Chippendale’s journeyman Nathaniel Hopson has finished installing a Chippendale library in the country home of the unpleasant Lord Montfort when a shot is heard and Montfort is found dead, leeches round his neck and blood all over a windowsill. In his hand he’s clutching the eponymous box. Nathaniel is drawn into the investigation — and the reader is drawn into this truly excellent book by an author who knows the subject well: among her non-fiction credits is Miller’s Antiques and Collectibles.
Charlotte Carter’s Walking Bones (Serpent’s Tail) is less a mystery, more a slim, brilliant and devastating volume of noir. It’s a love story, of a sort, set largely in bars — one expects Hoagy Carmichael to slide in somewhere, playing the odd chord and murmuring “hearts full of passion, jealousy and hate”. The protagonists are deeply wounded people: the black and beautiful Nettie, a failed model only recently emerged from a nervous breakdown; her rescuer and bar-hopping companion, the small, dapper Rufus Beard, a gay man with a taste for rough trade; and an alcoholic white publisher who lives on guilt. The combination is a tragedy waiting to happen.

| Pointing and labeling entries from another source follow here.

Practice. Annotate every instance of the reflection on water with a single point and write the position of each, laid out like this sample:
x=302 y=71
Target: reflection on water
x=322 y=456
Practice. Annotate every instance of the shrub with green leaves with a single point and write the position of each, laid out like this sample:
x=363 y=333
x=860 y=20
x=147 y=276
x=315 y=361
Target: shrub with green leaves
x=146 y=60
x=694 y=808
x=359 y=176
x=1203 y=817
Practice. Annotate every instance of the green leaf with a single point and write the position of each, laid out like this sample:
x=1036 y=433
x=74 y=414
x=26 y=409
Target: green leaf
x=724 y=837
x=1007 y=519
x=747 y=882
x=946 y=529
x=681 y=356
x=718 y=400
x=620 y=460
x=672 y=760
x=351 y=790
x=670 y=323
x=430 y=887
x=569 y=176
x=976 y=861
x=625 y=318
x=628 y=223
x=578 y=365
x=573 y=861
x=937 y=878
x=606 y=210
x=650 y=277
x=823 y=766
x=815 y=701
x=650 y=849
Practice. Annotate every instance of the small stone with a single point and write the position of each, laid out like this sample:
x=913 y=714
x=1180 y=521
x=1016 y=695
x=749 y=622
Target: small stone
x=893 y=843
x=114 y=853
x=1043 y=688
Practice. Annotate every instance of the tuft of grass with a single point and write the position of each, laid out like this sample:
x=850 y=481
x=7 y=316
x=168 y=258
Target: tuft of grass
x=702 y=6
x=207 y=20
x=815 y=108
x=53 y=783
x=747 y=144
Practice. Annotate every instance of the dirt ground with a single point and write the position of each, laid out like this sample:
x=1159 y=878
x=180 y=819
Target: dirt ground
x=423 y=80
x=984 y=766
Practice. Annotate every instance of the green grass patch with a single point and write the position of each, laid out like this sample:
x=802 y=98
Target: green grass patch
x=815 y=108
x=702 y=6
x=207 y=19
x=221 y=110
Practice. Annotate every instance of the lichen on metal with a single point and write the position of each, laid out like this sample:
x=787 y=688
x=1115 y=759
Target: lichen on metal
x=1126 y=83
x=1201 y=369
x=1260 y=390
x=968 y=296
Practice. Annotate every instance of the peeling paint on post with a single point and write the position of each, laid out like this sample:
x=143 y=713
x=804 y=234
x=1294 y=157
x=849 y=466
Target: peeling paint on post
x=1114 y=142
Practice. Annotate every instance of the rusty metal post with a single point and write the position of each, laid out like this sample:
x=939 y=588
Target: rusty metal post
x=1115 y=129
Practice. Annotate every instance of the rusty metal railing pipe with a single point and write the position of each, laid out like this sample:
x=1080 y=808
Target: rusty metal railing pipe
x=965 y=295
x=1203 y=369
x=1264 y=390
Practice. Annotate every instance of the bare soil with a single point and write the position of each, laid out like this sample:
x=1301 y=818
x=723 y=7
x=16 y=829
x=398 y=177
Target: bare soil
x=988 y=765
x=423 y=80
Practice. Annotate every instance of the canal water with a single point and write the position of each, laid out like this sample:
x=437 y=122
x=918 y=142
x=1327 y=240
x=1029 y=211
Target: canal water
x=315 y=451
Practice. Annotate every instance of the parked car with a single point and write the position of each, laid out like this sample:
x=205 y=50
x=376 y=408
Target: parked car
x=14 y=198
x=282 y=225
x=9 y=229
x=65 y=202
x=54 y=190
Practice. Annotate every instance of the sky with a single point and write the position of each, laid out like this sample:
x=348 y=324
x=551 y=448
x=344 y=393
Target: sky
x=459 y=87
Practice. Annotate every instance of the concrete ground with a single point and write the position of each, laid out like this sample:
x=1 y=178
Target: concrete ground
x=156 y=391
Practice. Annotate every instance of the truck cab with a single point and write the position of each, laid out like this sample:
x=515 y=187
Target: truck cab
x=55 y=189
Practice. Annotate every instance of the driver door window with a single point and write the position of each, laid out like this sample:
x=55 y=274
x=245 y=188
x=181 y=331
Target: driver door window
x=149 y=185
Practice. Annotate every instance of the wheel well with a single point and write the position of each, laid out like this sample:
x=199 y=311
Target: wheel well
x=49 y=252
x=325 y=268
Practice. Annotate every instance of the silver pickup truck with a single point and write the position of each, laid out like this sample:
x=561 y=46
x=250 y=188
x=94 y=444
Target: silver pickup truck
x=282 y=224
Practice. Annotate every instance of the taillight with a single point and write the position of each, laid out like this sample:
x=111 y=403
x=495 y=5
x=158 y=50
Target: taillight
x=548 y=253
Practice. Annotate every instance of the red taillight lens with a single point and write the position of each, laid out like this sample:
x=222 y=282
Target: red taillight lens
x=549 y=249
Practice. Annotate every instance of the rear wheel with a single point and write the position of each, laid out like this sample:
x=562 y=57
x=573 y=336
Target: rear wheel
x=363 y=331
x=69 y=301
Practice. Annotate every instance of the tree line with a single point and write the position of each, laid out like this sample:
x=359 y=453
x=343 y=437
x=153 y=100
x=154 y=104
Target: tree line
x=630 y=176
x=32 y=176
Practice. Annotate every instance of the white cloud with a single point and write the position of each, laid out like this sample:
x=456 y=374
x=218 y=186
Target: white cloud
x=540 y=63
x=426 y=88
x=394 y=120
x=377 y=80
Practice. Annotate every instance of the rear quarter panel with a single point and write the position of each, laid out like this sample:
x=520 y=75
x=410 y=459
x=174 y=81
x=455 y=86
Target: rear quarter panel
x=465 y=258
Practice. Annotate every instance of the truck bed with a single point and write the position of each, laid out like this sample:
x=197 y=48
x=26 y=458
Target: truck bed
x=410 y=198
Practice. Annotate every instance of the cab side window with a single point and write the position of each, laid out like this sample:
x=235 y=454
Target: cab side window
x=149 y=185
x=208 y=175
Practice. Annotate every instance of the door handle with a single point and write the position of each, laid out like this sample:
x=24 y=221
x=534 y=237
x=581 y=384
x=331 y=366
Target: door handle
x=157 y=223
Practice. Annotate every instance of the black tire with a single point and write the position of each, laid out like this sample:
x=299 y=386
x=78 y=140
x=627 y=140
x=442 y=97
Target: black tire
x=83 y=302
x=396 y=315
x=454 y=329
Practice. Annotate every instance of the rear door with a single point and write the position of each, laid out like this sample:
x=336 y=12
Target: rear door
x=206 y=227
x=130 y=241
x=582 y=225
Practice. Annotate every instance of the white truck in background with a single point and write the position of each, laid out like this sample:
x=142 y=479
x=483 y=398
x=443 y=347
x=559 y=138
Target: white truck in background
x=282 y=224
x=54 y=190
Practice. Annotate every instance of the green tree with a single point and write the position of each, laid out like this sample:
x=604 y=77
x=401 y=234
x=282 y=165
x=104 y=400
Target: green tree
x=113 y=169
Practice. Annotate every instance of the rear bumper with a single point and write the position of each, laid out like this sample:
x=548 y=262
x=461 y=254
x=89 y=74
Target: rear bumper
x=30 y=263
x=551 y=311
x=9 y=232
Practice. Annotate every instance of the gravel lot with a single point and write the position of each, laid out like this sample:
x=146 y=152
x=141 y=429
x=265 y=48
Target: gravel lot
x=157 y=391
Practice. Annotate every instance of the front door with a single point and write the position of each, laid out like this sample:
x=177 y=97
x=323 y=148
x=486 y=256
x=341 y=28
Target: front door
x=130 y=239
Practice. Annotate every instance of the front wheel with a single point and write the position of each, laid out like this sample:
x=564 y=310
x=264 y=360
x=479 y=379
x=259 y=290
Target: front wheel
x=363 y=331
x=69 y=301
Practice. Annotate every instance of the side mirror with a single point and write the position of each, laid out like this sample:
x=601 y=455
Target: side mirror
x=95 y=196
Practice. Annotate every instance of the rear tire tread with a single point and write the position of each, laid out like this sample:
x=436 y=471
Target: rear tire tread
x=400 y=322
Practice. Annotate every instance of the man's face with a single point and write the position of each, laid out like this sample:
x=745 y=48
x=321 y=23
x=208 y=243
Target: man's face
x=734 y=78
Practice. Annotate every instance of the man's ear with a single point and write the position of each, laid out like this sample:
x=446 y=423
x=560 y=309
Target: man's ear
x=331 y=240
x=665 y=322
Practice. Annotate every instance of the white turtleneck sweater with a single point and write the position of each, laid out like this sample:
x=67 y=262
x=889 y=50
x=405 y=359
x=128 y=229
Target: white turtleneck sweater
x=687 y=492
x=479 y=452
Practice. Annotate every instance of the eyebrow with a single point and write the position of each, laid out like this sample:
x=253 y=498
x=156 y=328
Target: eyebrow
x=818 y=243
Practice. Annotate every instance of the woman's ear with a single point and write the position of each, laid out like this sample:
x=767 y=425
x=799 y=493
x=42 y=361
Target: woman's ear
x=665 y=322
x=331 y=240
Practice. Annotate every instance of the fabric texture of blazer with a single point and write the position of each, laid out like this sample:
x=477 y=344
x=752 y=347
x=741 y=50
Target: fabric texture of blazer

The Emperor of Ocean Park by Stephen L Carter (Jonathan Cape) is as different from Walking Bones as a book can be. This Carter is wordy, the author digresses — which is why his book runs to 654 pages. It’s a first novel by a Yale University law professor who has written much non-fiction: on politics and religion, the American federal appointments process, civil rights. All this, along with a passion for chess, informs The Emperor of Ocean Park, as does Carter’s membership in what he defines as “the Gold Coast (as we style our narrow, upper-middle-class strip of the darker nation)”.
Ivy League law professor Talcott Garland is the son of a black judge who missed being appointed to
the United States Supreme Court because of his friendship with a white gangster. The judge dies; Talcott’s sister is convinced he’s been murdered; and Talcott, who first refuses to look into it, changes his mind when people begin dying around him. For readers less impatient than this reviewer, it’s well written, its highways and byways are interesting, and the twist at the end comes as a surprise.
Time of Death by Jessica Snyder Sachs (Century) isn’t a thriller at all — it’s an exploration of the multiple methods investigators have used for the past several hundred years to determine the time of death where there is no witness. If you believe it can be estimated by the progress of rigor mortis, or lividity, or stomach contents, surprise — it can’t. The imperfect nature of these estimates has not prevented the courts from pinning crimes on suspects, some of them clearly innocent, and so the search has gone on since the time of Julius Caesar to find an accurate formula.
That formula has been waiting in the wings since the gravediggers in Hamlet mused about worms infesting bodies. It seems it’s bugs — a number of different species whose life stages can be counted to the hour — and plants that can pinpoint not only when a person died but where, and there is an army of forensic pathologists who take delight in finding that out. There are passages in this fascinating book that seem to have tumbled straight out of Kathy Reichs or Patricia Cornwell, which only shows how well these novelists have done their homework — and how well Sachs knows her stuff.